Report Studies Special Needs Plans and High-Risk Beneficiaries

By Mary Agnes Carey, CQ HealthBeat Associate Editor

If benefits are tailored to meet specific needs of high-risk beneficiaries, Medicare's special-needs plans hold the promise of improving health care and reducing costs, according to a new analysis from Avalere Health.

The report was commissioned by the Association of Community Affiliated Plans, a group whose members cover more than 4 million Medicare and Medicaid beneficiaries. Of the 29 health plans in the association, 12 are special-needs plans or SNPs, according to the group's Web site.

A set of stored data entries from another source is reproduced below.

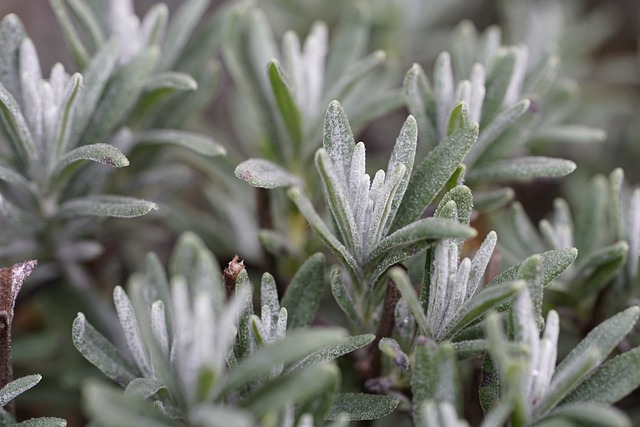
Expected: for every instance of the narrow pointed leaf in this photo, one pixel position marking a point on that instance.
(497, 84)
(286, 103)
(297, 344)
(111, 408)
(481, 302)
(113, 206)
(16, 126)
(402, 156)
(43, 422)
(12, 34)
(405, 287)
(521, 169)
(64, 127)
(290, 389)
(435, 171)
(72, 38)
(338, 141)
(343, 297)
(421, 103)
(172, 81)
(337, 199)
(265, 174)
(95, 79)
(101, 353)
(554, 262)
(302, 298)
(494, 129)
(603, 338)
(360, 406)
(330, 353)
(424, 229)
(17, 387)
(611, 382)
(321, 229)
(101, 153)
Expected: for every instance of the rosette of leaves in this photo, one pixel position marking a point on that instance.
(53, 126)
(514, 101)
(377, 220)
(283, 108)
(159, 58)
(301, 79)
(451, 296)
(200, 359)
(42, 124)
(14, 389)
(603, 227)
(523, 386)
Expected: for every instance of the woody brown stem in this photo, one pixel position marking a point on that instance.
(11, 280)
(371, 367)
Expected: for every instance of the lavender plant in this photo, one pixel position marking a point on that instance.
(447, 306)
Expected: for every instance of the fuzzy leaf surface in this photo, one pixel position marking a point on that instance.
(434, 172)
(360, 406)
(101, 353)
(106, 205)
(17, 387)
(296, 345)
(302, 298)
(327, 354)
(113, 408)
(521, 169)
(265, 174)
(611, 382)
(286, 102)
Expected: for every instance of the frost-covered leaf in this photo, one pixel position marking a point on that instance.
(291, 388)
(481, 302)
(554, 262)
(424, 229)
(101, 353)
(43, 422)
(112, 408)
(296, 345)
(302, 298)
(327, 354)
(520, 169)
(285, 100)
(105, 205)
(610, 382)
(434, 172)
(321, 229)
(16, 126)
(590, 352)
(359, 406)
(421, 103)
(101, 153)
(265, 174)
(17, 387)
(170, 80)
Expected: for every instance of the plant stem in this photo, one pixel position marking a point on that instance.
(371, 365)
(11, 280)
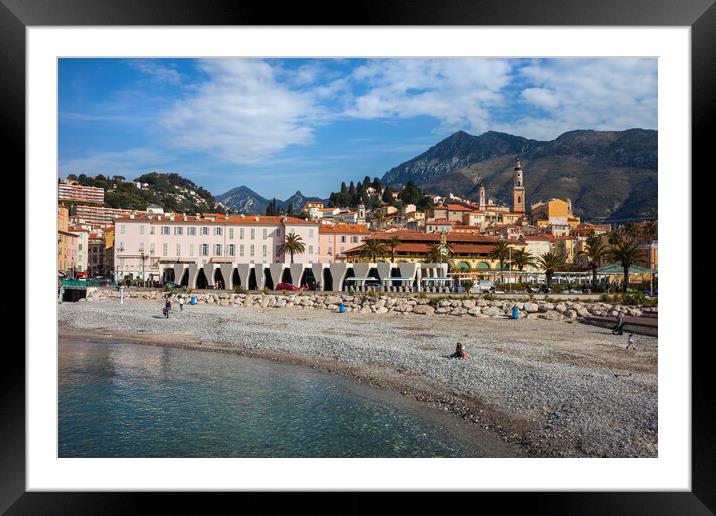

In a news release, Avalere said it studied six not-for-profit Medicare managed care health plans across the country that entered the SNP insurance market over the last two years, documenting how the plans use highly tailored strategies and focused care models to provide benefits that the report said go beyond traditional models of insurance for dual-eligible beneficiaries: individuals who qualify for both Medicare and Medicaid. SNPs also cover beneficiaries who are institutionalized and patients with severe chronic diseases or conditions.

Some of the tailored services provided by the health plans include assignment of patient navigators who are dedicated to helping coordinate the complexities of Medicare and Medicaid benefits, deployments of intensive medical case management programs for those at highest clinical risk and enhanced benefit designs that cover dental care or other services that are not covered by Medicare or Medicaid.

"These six plans are using the SNP flexibilities as an opportunity to develop targeted programs that meet unique needs," the lead author of the paper, Avalere senior manager Ellen Lukens, said in the release. "Their approaches may serve as models of innovation for policymakers as they consider reauthorization of this program."

The number of SNPs grew to 477 plans operating in 2007 from 276 in 2006, according to Avalere. Authorization of the program sunsets Dec. 31, 2008, and Congress will need to reauthorize the program for it to continue.

At its December meeting, the Medicare Payment Advisory Commission (MedPAC) approved a recommendation to have Congress extend the authority to limit SNP enrollment for three additional years, with the extension to reflect a number of conditions specified in other recommendations the panel approved.

One of those stated that Congress should require the secretary of Health and Human Services to establish additional tailored performance measures for the plans and evaluate their performance on those measures every three years.

Another recommendation would have the HHS secretary provide beneficiaries and individuals who counsel them with information that compares SNPs' benefits and performance to those of other Medicare Advantage plans and traditional Medicare. Additional recommendations on SNPs would require the plans that serve dual-eligibles to work more closely with states within three years to better coordinate benefits with Medicaid, and would compel Congress to require SNPs to enroll at least 95 percent of their members from their target population.